Communication remained a constant focus throughout the initiative. We created shared channels to facilitate ongoing collaboration and quick resolution of implementation questions, which helped prevent small issues from becoming major roadblocks. Underlying all these efforts was a detailed project roadmap that I developed and maintained, spanning from Q2 2020 through Q1 2021. This transparent timeline established clear milestones and accountability for design, development, and product engineering teams, helping to coordinate efforts across multiple workstreams and ensure steady progress toward our unified vision.
View the roadmap as a PDF (with username protected and the password you used to access this page)
Outcome and impact
The CORE UI initiative positioned us to achieve many of the benefits typically associated with successful design system implementation:
- Development efficiency: We achieved significant efficiency gains with CORE UI by building components once and reusing them across all Epsilon products.
- Improved product quality: Standardized components ensured consistent implementation of accessibility standards, responsive behaviors, and interaction patterns.
- Faster onboarding: New developers and designers could more quickly become productive across multiple products due to shared patterns and documentation.
- Enhanced brand perception: Customers experienced a more cohesive platform experience, strengthening Epsilon's market position as an integrated solution rather than a collection of disparate tools.
- Scaling advantage: New products could be developed more rapidly by leveraging existing components rather than creating custom implementations.
Reflection
This initiative taught me valuable lessons about leading complex cross-functional efforts:
- Balance standardization with flexibility: I learned to create frameworks that provided clear guidance while allowing for necessary product-specific adaptations. The tiered adoption model proved particularly effective in accommodating different technical realities while maintaining progress toward a shared vision.
- Lead with evidence: When advocating for change, concrete examples of efficiency gains (like bug reduction metrics associated with design system adoption) proved more persuasive than theoretical benefits.

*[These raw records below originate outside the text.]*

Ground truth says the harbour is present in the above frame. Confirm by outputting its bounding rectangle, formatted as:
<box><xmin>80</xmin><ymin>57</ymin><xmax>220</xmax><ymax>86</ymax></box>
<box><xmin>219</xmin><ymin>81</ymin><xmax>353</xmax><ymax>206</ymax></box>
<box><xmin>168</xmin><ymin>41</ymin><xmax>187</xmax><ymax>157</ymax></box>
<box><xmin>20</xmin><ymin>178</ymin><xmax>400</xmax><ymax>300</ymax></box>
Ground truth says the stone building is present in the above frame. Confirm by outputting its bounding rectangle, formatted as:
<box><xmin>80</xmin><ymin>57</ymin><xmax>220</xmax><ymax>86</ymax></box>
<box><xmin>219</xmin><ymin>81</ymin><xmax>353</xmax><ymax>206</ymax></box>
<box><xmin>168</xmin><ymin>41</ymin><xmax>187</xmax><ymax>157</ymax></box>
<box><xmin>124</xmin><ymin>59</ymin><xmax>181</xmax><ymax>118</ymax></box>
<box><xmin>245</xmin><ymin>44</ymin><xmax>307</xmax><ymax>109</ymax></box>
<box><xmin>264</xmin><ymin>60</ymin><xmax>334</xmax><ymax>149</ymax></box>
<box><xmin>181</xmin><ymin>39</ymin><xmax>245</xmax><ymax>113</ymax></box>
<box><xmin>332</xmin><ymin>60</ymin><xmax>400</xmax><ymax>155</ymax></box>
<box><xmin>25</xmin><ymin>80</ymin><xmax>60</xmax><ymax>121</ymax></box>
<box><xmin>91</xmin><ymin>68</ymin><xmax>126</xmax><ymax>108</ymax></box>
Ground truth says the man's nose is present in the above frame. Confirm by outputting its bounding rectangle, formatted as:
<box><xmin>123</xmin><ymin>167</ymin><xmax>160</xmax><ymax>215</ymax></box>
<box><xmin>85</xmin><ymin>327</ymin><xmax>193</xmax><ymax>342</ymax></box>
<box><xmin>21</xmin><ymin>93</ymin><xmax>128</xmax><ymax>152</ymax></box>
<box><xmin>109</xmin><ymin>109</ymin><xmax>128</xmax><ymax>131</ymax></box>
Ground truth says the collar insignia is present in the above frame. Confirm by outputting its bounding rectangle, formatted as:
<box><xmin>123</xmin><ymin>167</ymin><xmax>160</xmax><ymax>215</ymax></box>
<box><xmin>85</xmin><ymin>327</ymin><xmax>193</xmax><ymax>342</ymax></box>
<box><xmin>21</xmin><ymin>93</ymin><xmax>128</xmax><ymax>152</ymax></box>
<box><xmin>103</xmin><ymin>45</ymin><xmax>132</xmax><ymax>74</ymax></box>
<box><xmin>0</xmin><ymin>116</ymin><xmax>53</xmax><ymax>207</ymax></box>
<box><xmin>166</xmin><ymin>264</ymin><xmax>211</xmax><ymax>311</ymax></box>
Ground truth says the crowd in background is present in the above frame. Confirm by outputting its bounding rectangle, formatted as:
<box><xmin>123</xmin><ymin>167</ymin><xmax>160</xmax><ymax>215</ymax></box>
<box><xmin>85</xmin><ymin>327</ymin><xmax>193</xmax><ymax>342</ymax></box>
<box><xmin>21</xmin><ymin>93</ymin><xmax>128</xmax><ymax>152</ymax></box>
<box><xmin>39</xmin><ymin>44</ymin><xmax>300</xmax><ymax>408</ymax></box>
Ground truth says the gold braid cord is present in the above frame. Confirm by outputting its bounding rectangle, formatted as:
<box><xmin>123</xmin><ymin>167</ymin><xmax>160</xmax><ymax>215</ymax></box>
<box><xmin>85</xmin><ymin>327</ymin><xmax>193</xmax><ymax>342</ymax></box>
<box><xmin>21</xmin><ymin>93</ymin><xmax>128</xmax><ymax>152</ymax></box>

- Invest in governance: Establishing clear criteria for measuring adoption success was essential for creating accountability without relying solely on mandate. The certification system created healthy competition among teams while providing clear implementation targets.
- Build coalitions: Success required identifying and empowering champions within each functional area who could advocate for the initiative with their teams. These relationships proved invaluable when navigating implementation challenges.
- Align immediate needs with future vision: The phased approach to implementation allowed us to show visible progress quickly while tackling more complex components over time, maintaining both momentum and quality.
This experience fundamentally shaped my leadership approach, reinforcing the importance of balancing strategic vision with practical execution, and demonstrating how thoughtfully implemented design systems can drive significant business value beyond mere visual consistency.